Along with running really fast while wearing a red suit, time travel is one of Barry Allen's calling cards, yet Marvel's Agents of S.H.I.E.L.D. is doing time travel better than The Flash. Both TV series have been on the air for years now, and while The Flash is arguably the most giddily comic-book-y of all of the superhero shows on the air, S.H.I.E.L.D. season 5 has taken on the Fastest Man Alive at his own game and is handily winning this unofficial Battle of Time Travel Tales.
It was certainly unexpected that Agents of S.H.I.E.L.D. would go full-stop into an epic about time travel to the future and a Terminator-style causality loop about the heroes attempting to save Earth from what appears to be a pre-destined destruction by one of their own Agents, Daisy "Quake" Johnson. This is par for the course with S.H.I.E.L.D., however, as the Marvel series uncannily reinvents itself every season and sticks its fingers in the pot of different genres while steadfastly remaining a show about super-spies fighting evil in the MCU. Season 5's time travel saga is their most ambitious yet, and not only is it paying off with S.H.I.E.L.D. creatively galvanized, it also is putting The Flash's previous time travel story to shame as a result.
Once his solo series was launched as a spinoff of Arrow, it didn't take long for The Flash to discover that his speed affords him the ability to not just cross into parallel universes but break through the time barrier. Time travel was always at the crux of The CW's series; it was because Eobard Thawne, the Reverse-Flash, traveled back in time and killed Barry Allen's mother that the Flash was created in the first place. For the first two seasons, the specter of how his mom died and his father Henry Allen was wrongly imprisoned for her murder haunted Barry.
All of this was inevitably leading to what Flash fans had hotly anticipated since the series began: that Barry would eventually travel back in time to save his mother and thus, recreate an alternate reality: Flashpoint. What ended up happening, however, is after two full seasons of build up, "Flashpoint" really dropped the ball.
The Failings of Flashpoint (This Page)
THE FAILINGS OF FLASHPOINT
"Flashpoint" was The Flash's season 3 premiere episode and it was The CW's series adaptation of the 2011 DC Comics event that transitioned its continuity into the re-invented New 52 universe. The Flash couldn't - and wouldn't - be so ambitious with its adaptation, but used "Flashpoint" as a way to reorganize some of the recurring characters not just in its series but others within the Arrowverse. More importantly, it dealt head-on with Barry's lingering guilt about how his mother died and ultimately closed the book on that chapter of Barry's life so that he could move forward. However, while it certainly had fun moments, it was still very disappointing.
In the revised "Flashpoint" universe, Barry traveled back in time, prevented Thawne from killing his mother, and imprisoned him. The result was a brand new parallel universe where Barry lived for a few months and enjoyed having both his parents in his life. There was still a Flash in Central City, but it wasn't Barry - it was Wally West, who formed a crime-fighting duo with his sister Iris. However, Barry and Iris weren't a romantic item in "Flashpoint," a situation Barry wanted to remedy. Other differences included Cisco Ramon as the billionaire tech genius behind STAR Labs; meanwhile, they didn't know Caitlin Snow at all.
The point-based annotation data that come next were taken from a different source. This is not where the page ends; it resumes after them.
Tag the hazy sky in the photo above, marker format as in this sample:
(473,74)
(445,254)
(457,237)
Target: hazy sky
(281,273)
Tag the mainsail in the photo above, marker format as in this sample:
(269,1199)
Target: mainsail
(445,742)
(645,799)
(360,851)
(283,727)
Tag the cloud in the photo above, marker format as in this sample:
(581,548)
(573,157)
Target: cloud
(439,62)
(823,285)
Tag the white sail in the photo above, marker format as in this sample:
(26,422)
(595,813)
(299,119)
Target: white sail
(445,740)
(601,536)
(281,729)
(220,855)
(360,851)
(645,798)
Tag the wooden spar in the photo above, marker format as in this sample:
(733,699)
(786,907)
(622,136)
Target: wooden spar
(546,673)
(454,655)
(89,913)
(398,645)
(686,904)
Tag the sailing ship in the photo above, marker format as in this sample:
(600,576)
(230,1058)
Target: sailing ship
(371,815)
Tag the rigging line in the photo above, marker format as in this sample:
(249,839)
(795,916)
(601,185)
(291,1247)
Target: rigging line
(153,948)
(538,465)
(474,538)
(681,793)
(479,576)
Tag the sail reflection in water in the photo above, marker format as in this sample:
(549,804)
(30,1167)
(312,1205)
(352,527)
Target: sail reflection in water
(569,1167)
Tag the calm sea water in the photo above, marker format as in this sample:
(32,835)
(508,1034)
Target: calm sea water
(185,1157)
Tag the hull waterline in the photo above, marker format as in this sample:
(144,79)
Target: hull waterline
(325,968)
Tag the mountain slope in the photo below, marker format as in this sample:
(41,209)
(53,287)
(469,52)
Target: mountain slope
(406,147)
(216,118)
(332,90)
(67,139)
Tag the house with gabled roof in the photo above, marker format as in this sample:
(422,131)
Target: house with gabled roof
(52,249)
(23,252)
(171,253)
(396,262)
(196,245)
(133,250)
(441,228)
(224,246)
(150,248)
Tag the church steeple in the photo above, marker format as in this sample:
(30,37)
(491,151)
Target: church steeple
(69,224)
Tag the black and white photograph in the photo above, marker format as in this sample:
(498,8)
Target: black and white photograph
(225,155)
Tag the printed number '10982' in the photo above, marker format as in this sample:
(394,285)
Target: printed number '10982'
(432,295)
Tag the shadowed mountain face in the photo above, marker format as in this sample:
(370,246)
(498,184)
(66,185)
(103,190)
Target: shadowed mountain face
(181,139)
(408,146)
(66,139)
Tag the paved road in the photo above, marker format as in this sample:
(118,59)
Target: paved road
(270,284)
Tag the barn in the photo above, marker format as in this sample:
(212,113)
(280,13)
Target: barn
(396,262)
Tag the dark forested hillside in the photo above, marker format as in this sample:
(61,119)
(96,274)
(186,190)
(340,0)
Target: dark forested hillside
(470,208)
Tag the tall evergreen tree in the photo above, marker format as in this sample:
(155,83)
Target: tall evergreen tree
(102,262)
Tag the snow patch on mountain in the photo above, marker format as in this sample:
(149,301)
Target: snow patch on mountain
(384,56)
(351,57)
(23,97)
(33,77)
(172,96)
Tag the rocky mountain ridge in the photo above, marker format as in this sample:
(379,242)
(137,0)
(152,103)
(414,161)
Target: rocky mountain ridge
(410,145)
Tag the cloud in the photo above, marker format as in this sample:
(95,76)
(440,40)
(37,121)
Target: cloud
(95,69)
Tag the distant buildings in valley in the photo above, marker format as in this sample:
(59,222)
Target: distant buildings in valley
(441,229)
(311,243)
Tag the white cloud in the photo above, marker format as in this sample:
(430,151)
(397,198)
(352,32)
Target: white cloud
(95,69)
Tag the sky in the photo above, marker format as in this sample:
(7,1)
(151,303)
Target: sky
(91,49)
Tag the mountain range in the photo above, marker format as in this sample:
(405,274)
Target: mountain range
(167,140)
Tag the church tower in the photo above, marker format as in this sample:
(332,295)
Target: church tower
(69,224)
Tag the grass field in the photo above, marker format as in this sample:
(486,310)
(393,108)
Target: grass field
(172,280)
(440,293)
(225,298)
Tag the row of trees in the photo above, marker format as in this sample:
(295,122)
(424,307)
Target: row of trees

It was an entertaining "What If?" look at how differently The Flash could have turned out.
Soon, Barry, realizing he created Flashpoint out of his own selfishness, had to make the difficult choice to delete this unstable version of the timeline and set things right. He allowed Thawne to kill his mother, after all, hoping that would reset the timeline to how it was. It sort of worked; the timeline was mostly restored but many characters had aspects of their lives irrevocably changed: Cisco's brother was now dead, Caitlin gained the powers of Killer Frost, and elsewhere in the Arrowverse, John Diggle's baby daughter became a baby son. Barry inevitably had to do the right thing and come clean that his actions changed the timeline and many of his friends' lives permanently. The hard feelings lasted for several episodes but eventually, after coming to a head in the Arrowverse's Invasion! crossover, things went back to the status quo.
"Flashpoint" itself, however, lasted all of one episode. Fans got to spend time in the alternate universe they'd been hoping to see since the series began for a mere hour before The Flash reset itself back to normal. Fans hoping to see some of the wilder aspects of the comic book, like the epic war of Wonder Woman and the Amazons vs. Aquaman and the Atlanteans that destroyed all of Europe, were left disappointed, though to be fair, that was never possible for The Flash to depict, to begin with. The CW series was handicapped by the fact that the Flashpoint story of the comics is earmarked to be the basis of The Flash's solo feature film set in the DCEU starring Ezra Miller. The TV Flash instead told a different version of the story steeped in the series' mythology and its characters. Still, "Flashpoint" was unsatisfactorily brief before the series zoomed to hit the reset button. The Flash occasionally continues to dabble in time travel but always speeds to things back to The Way They Always Were (mostly).